Working Wherever: The Benefits of Allowing Employees to Work Remotely
The notion of being able to work from home is still inaccurately viewed by many as unproductive and lazy. The mental image of an employee waking up at 11am, wrapping themselves in a blanket, and watching Netflix for half of the day until they finally decide to do an hour or two of work in the afternoon comes to mind… but is this really what happens when you allow your employees to work remotely, or are we simply still stuck in the unproductive mindset that an employee likely isn’t working if you can’t see them slaving away at their office desk directly in front of you?
The reality is that if you don’t trust an employee to work efficiently (or at all) when you aren’t watching them, then you shouldn’t have hired them. And if you do trust your employees, as any employer should, there’s no reason not to embrace the possibility of having them work remotely if it suits their needs and produces positive results across the board.
Trust in Numbers
When it comes to something like remote work (a workplace option many employers are still hesitant to even consider) it’s important to look at the facts instead of judging the practice based on our preconceived notions. And, when we do this, the results are as clear as the waters of the Maldives – which wouldn’t be a bad place to work remotely either.
So, here are just a few facts and figures to clear up any reservations you may have when it comes to employees working remotely:
- Remote work increases productivity, as 86% of remote workers reported that being able to work alone allowed them to hit maximum productivity.
- It lowers stress and sickness, as 82% of remote workers report lower stress levels and 69% report lower absence.
- Working remotely is on the rise, with 23% of employees reportedly doing some form of remote work in 2018.
- With the workplace becoming more and more digitalized, working remotely is becoming more suited to the world we live in thanks to consistently improving technology and easy communication.
Out with the Old
Let’s just face it – the idea that an employee needs to stay inside the office for 40 hours a week in 2019 is unproductive, outdated, and simply ineffective. It’s easily arguable that, by refusing to embrace this, we are actually allowing our modern workforce to suffer by stubbornly retaining older systems and practices which are becoming less and less suited to the world we live in now.
We have seen some incredible advancements in technology in recent history, especially over the last decade, and the options at our disposal to make both our working lives and personal lives easier are beyond counting. To continue living by old business practices and workplace guidelines seems bizarre at this stage, and adapting to allow remote work and give employees more freedom isn’t as hard as it seems. After all, we’ve done it before, and if we hadn’t we’d all still be working 7-day work weeks and 14-hour workdays.
One Step at a Time
While working remotely is on the rise and producing positive results for the companies and businesses which practice it, that doesn’t mean every employer should be expected to instantly grant all their employees the opportunity to work remotely 24/7. Different roles require different manners of working, and while remote work may be ideal for one profession, it could be entirely unproductive for another. This is why we need to use our initiative in order to create a professional world in which we don’t paint every industry or position with the same brush. Not everyone needs to work out of the office but, in the cases where such a thing is beneficial, it’s the wisest path to follow.

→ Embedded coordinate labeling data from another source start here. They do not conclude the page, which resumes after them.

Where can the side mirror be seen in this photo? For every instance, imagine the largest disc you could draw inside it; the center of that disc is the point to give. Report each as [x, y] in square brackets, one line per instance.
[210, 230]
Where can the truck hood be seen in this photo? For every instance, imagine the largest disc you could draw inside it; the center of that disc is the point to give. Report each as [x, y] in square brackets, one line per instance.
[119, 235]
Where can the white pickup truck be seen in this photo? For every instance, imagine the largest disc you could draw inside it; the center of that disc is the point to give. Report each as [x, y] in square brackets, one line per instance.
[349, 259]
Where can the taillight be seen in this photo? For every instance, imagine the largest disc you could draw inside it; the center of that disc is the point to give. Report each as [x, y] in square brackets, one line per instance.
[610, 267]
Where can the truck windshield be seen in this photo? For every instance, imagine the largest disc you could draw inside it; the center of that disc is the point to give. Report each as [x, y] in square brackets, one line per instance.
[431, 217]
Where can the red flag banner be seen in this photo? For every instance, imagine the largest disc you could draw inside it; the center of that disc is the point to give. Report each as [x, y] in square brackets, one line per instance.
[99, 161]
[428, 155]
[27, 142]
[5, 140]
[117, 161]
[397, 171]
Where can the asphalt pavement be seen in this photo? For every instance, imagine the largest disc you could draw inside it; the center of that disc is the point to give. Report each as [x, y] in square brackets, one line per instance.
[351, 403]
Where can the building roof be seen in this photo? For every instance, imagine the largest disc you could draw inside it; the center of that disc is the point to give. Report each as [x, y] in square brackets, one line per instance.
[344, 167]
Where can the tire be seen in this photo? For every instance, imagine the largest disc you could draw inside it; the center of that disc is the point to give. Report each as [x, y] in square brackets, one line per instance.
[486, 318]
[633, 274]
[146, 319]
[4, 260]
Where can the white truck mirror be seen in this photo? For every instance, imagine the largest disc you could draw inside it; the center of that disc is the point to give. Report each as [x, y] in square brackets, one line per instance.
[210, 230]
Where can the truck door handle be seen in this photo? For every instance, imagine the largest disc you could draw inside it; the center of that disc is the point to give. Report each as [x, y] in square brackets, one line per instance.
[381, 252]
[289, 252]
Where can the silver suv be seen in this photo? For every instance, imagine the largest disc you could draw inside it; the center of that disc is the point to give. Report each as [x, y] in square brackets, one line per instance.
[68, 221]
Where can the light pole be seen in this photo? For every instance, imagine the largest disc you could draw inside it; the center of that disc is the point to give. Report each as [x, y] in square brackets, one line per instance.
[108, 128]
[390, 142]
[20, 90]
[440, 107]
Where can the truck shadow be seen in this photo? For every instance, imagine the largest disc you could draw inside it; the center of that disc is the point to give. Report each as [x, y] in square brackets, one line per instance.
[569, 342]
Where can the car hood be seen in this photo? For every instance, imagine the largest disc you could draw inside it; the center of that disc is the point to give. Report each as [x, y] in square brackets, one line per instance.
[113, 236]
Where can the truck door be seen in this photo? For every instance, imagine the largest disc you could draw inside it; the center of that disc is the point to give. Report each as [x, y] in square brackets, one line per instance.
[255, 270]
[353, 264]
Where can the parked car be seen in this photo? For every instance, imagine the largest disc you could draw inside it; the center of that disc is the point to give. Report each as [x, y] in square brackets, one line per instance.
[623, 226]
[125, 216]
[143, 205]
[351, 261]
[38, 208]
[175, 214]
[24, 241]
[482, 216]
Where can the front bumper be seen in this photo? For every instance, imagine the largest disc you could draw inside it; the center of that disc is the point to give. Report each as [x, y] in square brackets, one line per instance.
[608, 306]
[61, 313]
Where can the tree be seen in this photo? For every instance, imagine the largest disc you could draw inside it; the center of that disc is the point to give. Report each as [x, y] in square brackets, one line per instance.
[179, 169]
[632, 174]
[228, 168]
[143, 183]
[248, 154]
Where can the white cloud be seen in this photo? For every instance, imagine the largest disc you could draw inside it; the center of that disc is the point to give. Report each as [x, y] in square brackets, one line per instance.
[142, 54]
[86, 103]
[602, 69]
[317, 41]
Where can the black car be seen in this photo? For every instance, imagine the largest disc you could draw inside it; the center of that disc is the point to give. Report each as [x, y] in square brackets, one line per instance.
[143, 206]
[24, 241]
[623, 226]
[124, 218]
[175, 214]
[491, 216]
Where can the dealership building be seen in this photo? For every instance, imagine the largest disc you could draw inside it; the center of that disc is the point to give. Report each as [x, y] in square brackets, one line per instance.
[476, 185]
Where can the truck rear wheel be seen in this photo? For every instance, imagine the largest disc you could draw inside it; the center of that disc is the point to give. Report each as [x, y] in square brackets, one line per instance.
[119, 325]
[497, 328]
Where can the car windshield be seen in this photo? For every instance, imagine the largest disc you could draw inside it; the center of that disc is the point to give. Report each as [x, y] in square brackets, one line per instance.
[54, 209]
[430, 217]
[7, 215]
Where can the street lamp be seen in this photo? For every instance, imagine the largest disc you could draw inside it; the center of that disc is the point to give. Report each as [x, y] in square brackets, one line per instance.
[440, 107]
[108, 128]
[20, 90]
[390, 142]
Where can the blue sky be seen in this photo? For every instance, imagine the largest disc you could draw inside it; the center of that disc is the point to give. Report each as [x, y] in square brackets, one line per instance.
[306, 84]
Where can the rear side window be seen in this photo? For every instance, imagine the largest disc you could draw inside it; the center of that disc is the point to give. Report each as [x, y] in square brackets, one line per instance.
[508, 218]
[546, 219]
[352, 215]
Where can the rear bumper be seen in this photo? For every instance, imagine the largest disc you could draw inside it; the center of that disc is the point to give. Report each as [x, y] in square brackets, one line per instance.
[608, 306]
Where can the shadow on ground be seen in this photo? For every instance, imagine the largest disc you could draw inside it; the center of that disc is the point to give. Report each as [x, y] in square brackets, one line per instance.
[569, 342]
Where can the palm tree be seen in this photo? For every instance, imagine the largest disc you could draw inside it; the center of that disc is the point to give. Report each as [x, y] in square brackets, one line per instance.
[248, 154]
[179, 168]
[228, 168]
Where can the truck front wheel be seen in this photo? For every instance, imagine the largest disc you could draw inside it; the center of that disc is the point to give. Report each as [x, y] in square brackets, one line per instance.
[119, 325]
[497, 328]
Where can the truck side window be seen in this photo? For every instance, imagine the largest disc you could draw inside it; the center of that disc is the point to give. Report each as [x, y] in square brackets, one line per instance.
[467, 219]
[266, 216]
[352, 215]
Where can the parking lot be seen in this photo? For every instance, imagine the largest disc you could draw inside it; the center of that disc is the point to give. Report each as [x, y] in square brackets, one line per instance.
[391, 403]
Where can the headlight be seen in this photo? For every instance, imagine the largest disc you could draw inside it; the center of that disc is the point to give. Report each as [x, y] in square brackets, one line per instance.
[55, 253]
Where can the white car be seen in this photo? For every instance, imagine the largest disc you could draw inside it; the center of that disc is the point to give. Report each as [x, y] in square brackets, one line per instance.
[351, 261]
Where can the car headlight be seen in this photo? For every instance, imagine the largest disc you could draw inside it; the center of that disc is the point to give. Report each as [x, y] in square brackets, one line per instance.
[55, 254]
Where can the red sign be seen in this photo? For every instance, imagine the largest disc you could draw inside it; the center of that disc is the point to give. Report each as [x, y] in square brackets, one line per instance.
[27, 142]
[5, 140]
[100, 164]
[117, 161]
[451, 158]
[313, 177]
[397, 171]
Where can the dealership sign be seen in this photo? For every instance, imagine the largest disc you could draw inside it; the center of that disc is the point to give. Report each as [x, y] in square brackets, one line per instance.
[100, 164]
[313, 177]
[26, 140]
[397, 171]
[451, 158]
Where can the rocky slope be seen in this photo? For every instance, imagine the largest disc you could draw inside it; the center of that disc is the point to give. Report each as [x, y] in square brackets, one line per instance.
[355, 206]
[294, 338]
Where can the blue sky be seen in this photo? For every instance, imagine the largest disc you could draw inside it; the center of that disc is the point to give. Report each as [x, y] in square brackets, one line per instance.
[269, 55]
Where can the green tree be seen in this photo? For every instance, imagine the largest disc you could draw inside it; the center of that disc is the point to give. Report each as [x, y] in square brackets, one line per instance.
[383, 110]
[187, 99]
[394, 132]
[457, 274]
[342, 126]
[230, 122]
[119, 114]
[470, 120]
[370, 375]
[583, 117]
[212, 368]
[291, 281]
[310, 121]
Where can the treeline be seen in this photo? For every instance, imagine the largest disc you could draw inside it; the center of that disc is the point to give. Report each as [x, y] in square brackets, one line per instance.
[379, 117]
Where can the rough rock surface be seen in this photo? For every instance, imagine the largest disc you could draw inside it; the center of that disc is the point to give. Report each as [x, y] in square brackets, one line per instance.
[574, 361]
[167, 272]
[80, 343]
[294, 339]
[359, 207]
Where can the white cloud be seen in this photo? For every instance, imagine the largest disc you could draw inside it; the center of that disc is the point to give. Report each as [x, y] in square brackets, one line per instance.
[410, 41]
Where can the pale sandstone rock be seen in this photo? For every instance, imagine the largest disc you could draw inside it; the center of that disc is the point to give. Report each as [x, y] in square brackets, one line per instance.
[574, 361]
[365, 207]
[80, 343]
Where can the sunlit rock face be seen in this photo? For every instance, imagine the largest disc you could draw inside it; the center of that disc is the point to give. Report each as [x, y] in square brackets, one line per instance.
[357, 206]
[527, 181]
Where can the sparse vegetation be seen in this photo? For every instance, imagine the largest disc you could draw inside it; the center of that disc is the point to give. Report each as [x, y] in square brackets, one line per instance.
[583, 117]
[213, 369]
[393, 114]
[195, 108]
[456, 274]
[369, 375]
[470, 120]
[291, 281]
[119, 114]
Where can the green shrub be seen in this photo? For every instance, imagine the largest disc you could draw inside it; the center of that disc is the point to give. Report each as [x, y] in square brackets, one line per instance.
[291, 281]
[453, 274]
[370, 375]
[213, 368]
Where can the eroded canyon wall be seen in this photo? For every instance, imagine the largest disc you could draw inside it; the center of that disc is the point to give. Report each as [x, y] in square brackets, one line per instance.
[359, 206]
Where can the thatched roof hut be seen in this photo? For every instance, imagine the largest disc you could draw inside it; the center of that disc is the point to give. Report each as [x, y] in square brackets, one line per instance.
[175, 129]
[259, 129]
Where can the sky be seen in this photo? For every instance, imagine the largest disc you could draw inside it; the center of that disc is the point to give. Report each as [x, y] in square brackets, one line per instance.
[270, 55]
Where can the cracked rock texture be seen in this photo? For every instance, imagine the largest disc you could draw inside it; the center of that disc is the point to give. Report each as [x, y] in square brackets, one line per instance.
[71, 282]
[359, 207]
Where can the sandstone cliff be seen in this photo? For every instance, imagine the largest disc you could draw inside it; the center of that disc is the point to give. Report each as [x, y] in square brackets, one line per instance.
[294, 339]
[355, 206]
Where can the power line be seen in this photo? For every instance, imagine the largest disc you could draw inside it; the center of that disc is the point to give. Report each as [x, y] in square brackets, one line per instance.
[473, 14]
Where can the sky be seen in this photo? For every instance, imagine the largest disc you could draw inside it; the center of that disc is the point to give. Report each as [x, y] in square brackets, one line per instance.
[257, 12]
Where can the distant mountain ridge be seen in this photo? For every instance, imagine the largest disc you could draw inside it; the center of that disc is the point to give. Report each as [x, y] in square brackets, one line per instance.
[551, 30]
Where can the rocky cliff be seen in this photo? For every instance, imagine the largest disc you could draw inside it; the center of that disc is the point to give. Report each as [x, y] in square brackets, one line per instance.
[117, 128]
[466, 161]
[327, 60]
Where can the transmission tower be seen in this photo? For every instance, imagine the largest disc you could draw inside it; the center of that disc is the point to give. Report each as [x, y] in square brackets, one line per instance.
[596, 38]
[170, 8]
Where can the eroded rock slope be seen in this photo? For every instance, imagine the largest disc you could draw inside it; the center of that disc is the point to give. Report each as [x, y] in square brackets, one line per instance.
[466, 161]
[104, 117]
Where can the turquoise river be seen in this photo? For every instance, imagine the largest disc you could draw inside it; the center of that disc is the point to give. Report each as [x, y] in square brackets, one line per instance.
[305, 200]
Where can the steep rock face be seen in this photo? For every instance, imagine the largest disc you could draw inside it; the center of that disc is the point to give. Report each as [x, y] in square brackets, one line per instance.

Ultimately, not only is remote work a large part of the future, but realistically it should have been embraced as a common business practice already. If there are professions today which can be carried out more efficiently, more effectively, and result in an overall higher quality of work-life integration for workers, all whilst allowing them to perform their jobs better than ever before due to being able to do so remotely… well, what are we holding back for?